Question 2 Multiple Choice
The electric field at distance r from an infinite line charge drops off as 1/r, while the field from a point charge drops off as 1/r². What physical reason explains this difference?
ALine charges are weaker than point charges, so their fields are smaller at all distances
BFor a line charge, the flux spreads over a cylindrical surface (area ∝ r) rather than a spherical surface (area ∝ r²), so E ∝ 1/r rather than 1/r²
CThe 1/r falloff is an approximation that only holds near the wire
DPoint charges obey the inverse square law; line charges are an exception that violates it
The key insight from Gauss's law: E is determined by dividing Q_enc by the area of the Gaussian surface. For a point charge, the natural surface is a sphere with area 4πr², giving E ∝ 1/r². For an infinite line charge, the natural surface is a cylinder with curved-surface area 2πrL, giving E ∝ 1/r. The dimensionality of the charge distribution determines how the flux spreads: a point (0D) source spreads over spheres, a line (1D) source spreads over cylinders. This is not an exception to electrostatics — it follows directly from the geometry of flux spreading.
Question 3 True / False
Outside a uniformly charged spherical shell, the electric field is identical to that of a point charge with the same total charge located at the shell's center.
TTrue
FFalse
Answer: True
This is one of the most powerful results from Gauss's law applied to spherical symmetry. Drawing a concentric spherical Gaussian surface of radius r > R (the shell radius), the enclosed charge is Q regardless of how it is distributed on the shell's surface, and by symmetry E is radially outward and uniform on this surface. The result E = Q/(4πε₀r²) is identical to a point charge — the shell's internal structure is invisible to an external observer. This is the shell theorem, which also applies to gravity: Earth pulls you as if all its mass were at its center.
Question 4 True / False
Gauss's law can be used to directly calculate the electric field from any charge distribution, provided you choose the Gaussian surface carefully enough.
TTrue
FFalse
Answer: False
Gauss's law is always valid as a relation between flux and enclosed charge — but 'calculating E directly' requires being able to pull E outside the integral, which demands that E be uniform in magnitude and perpendicular to the Gaussian surface everywhere. This is only possible when the charge distribution has spherical, cylindrical, or planar symmetry. For an arbitrary charge distribution (e.g., a uniformly charged disk, or two separated point charges), no Gaussian surface has E constant and perpendicular on it, so the integral cannot be simplified. In those cases, you must use direct integration (Coulomb's law) or numerical methods.
Question 5 Short Answer
Before applying Gauss's law, you must argue from symmetry that the electric field has a certain direction and dependence on position. Why is this step essential, and what specifically must you establish?
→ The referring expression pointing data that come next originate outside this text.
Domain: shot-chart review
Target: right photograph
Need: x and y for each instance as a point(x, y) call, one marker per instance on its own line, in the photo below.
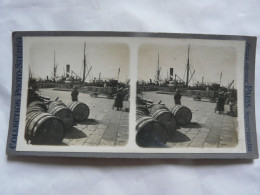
point(187, 95)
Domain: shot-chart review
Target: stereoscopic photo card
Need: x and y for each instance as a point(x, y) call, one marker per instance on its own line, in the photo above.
point(133, 95)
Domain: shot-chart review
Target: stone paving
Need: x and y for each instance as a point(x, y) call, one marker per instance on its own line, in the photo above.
point(104, 126)
point(207, 128)
point(107, 127)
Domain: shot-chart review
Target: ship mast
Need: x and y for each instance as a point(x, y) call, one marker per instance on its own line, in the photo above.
point(158, 69)
point(55, 66)
point(188, 67)
point(84, 65)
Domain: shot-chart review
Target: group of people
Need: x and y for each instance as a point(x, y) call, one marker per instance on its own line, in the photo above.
point(119, 98)
point(221, 102)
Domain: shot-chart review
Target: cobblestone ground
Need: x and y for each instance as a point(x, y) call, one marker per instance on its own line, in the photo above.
point(207, 128)
point(104, 126)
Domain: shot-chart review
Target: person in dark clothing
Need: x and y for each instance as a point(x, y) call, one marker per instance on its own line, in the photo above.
point(119, 99)
point(221, 102)
point(74, 94)
point(177, 97)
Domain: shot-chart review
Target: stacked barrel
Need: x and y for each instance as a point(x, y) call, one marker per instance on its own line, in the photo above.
point(182, 114)
point(150, 132)
point(48, 123)
point(154, 125)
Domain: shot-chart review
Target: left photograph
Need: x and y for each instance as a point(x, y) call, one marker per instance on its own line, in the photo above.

Think about your answer, then reveal below.
Model answer: Gauss's law gives you one equation: ∮ E⃗·dA⃗ = Q_enc/ε₀. This is a vector integral with an unknown vector field E⃗. To solve for the magnitude of E, you must first use symmetry to establish two things: (1) the direction of E⃗ at every point on your chosen Gaussian surface — so that E⃗ is either parallel or perpendicular to dA⃗ — and (2) the magnitude |E| is constant on the surface (or on the parts where E⃗ is not perpendicular). Only then does the integral reduce to E times the area of the relevant surface, giving a solvable algebraic equation.
The discipline of Gauss's law applications is fundamentally the discipline of symmetry arguments. The law is always true but not always useful. What makes it useful is choosing a surface shaped by the symmetry of the source so that the direction and position-dependence of E are already determined before you write any equation. This is why the three standard geometries (spherical, cylindrical, planar) each have their canonical Gaussian surface: sphere, coaxial cylinder, pillbox — each chosen because it matches the symmetry of the corresponding charge geometry.